Monday, 28 July 2014

Daily Cycling Facts 28.07.2014

Théodore Vienne
Théodore Vienne
Born in Roubaix on this day in 1864, Théodore Vienne was an amateur cyclist himelf, but he is primarily remembered as one of the men who established a race that has become perhaps the most famous in the world after the Tour de France - Paris-Roubaix, the Hell of the North. Having become fabulously wealthy through his textile factories, he became involved in sports promotion (and of events that are sometimes mistaken for sport, such as bull-fighting; he built Roubaix's torodrome and, on Bastille Day 1899, promoted a fight between a lion and a bull - which, pleasingly, descended into farce when the two animals refused to fight) after offering the grounds of one his factories to a bike race organised by the town's socialist-collectivist mayor Henri Carette, who saw sporting events as a way to improve the lives of the populace; it was such a success that Vienne recruited business associate and fellow amateur cyclist Maurice Perez and built a velodrome on a 46,000 square metre site. Among the many famous riders to compete there was "Major" Marshall Taylor, who made his first appearance before a wildly supportive French crowd at a time when he was banned from many velodromes at home in the USA because he was black.

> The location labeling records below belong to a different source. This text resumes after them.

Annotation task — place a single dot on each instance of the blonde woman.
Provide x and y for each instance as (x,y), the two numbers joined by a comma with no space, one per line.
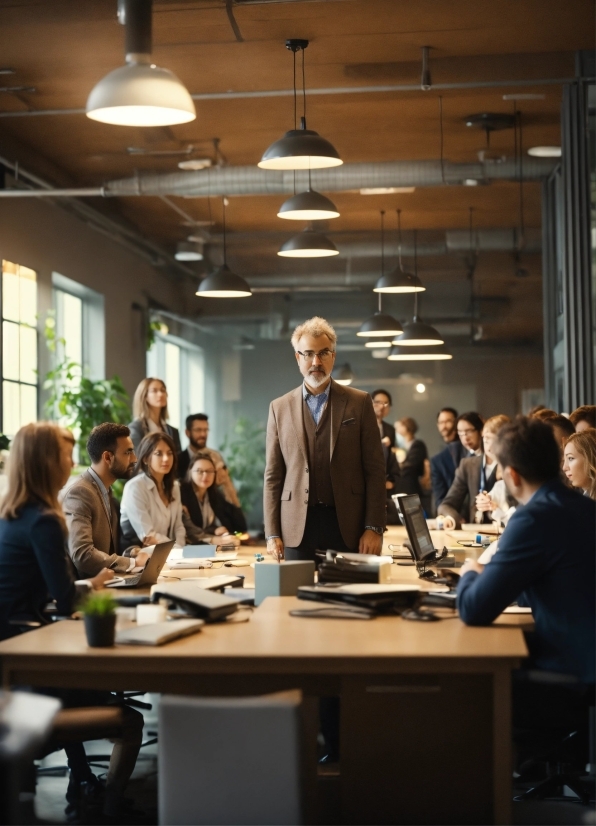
(150,411)
(34,568)
(579,464)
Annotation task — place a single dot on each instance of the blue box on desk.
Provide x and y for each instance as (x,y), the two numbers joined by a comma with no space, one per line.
(283,579)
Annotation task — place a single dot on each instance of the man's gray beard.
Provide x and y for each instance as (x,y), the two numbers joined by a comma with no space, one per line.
(316,379)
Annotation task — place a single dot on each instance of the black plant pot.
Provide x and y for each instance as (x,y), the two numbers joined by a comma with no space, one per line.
(100,630)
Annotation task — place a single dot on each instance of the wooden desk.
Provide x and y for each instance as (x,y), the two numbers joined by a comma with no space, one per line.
(425,707)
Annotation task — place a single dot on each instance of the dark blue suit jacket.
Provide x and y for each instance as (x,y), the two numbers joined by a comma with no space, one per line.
(34,567)
(443,467)
(547,554)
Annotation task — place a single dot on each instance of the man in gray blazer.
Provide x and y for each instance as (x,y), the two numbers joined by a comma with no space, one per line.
(325,472)
(90,510)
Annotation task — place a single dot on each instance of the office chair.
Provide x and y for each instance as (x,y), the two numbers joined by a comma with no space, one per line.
(231,760)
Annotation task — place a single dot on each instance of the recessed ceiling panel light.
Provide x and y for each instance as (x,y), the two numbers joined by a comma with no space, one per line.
(545,151)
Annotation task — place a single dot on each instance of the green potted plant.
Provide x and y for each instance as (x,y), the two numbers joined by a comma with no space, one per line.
(99,615)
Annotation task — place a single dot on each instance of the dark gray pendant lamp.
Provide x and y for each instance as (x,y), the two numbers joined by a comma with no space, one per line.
(223,283)
(416,333)
(380,325)
(398,280)
(308,244)
(300,148)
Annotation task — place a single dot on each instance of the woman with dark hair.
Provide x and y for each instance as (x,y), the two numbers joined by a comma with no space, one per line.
(213,519)
(150,411)
(151,509)
(34,568)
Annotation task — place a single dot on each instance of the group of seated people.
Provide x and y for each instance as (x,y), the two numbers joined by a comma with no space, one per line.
(59,542)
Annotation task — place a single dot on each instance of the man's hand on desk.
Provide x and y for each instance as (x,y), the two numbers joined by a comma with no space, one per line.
(471,565)
(275,548)
(370,543)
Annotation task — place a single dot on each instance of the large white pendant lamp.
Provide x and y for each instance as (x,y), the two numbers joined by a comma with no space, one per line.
(223,283)
(300,148)
(140,93)
(398,280)
(380,325)
(308,244)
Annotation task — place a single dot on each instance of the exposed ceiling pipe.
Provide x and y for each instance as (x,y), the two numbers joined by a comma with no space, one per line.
(250,180)
(337,90)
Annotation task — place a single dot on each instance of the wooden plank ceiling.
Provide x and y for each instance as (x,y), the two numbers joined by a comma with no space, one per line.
(64,48)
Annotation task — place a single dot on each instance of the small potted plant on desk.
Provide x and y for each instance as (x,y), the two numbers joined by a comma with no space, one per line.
(99,614)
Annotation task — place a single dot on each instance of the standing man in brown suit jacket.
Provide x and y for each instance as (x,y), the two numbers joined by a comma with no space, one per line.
(325,472)
(91,515)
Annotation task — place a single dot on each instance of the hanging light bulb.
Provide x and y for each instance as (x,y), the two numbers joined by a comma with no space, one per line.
(398,280)
(380,325)
(223,283)
(308,244)
(140,93)
(419,354)
(300,148)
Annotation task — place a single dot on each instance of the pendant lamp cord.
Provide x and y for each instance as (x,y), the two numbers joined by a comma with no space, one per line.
(401,267)
(441,139)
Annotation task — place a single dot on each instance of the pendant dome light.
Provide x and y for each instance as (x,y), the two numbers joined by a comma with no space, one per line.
(223,283)
(308,244)
(300,148)
(380,325)
(398,280)
(416,333)
(140,93)
(439,353)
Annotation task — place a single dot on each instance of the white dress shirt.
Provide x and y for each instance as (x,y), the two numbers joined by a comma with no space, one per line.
(144,509)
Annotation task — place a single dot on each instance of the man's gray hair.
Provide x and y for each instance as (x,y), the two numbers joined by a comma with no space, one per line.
(314,327)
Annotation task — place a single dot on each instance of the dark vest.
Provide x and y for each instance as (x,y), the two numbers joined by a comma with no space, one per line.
(318,440)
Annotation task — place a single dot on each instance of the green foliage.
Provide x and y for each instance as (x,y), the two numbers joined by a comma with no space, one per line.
(99,604)
(245,458)
(77,401)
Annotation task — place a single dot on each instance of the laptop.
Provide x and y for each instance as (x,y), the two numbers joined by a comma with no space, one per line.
(423,551)
(149,574)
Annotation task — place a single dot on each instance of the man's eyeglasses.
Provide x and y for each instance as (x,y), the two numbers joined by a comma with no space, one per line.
(309,355)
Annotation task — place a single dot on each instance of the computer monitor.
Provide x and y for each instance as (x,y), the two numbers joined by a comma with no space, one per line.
(418,533)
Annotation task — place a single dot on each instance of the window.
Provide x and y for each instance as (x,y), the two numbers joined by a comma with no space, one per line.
(80,322)
(180,365)
(19,347)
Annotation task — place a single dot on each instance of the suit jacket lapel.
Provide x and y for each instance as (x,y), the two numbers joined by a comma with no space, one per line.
(338,399)
(296,402)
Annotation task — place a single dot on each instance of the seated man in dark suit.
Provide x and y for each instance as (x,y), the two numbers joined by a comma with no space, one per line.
(545,556)
(90,510)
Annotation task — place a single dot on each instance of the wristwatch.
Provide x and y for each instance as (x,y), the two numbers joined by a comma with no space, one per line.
(374,528)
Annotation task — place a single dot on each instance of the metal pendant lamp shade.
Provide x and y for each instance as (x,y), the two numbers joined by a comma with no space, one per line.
(308,244)
(308,206)
(343,375)
(300,149)
(419,334)
(139,93)
(223,283)
(380,325)
(398,281)
(439,353)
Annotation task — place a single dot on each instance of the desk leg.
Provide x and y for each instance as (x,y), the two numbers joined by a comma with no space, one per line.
(502,762)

The velodrome was enormously successful but, being entrepreneurs, Vienne and Perez wanted more. They soon hit upon the idea of holding a road race from Paris - where all the big races of the day began - to Roubaix, but this came with a problem: Roubaix had grown dramatically from 8,500 inhabitants in 1800 to more than 125,000 by 1890, but it remained a provincial industrial town, little known throughout the rest of the country and very much lacking the glamour of the capital. They also felt that they lacked the experience to organise both the start and end of the race, but realised that their event would immediately become more famous if it could be associated with an established race; so they contacted Louis Minart, editor of Le Vélo, suggesting that his newspaper might like to become involved with the race and enjoy a sales boost like that experienced by Véloce Sport through its Bordeaux-Paris. Minart was immediately keen but explained that the decision to back the race rested with the paper's director Paul Rousseau; he was, apparently, not entirely convinced that Rousseau would be convinced because Vienne and Perez changed their sales pitch, emphasising an idea that their race could be run as a preparation for Bordeaux-Paris. "The distance between Paris and Roubaix is roughly 280km, so it would be child's play for the future participants of Bordeaux–Paris," they told him, also mentioning that they had already arranged a prize of 1,000 francs.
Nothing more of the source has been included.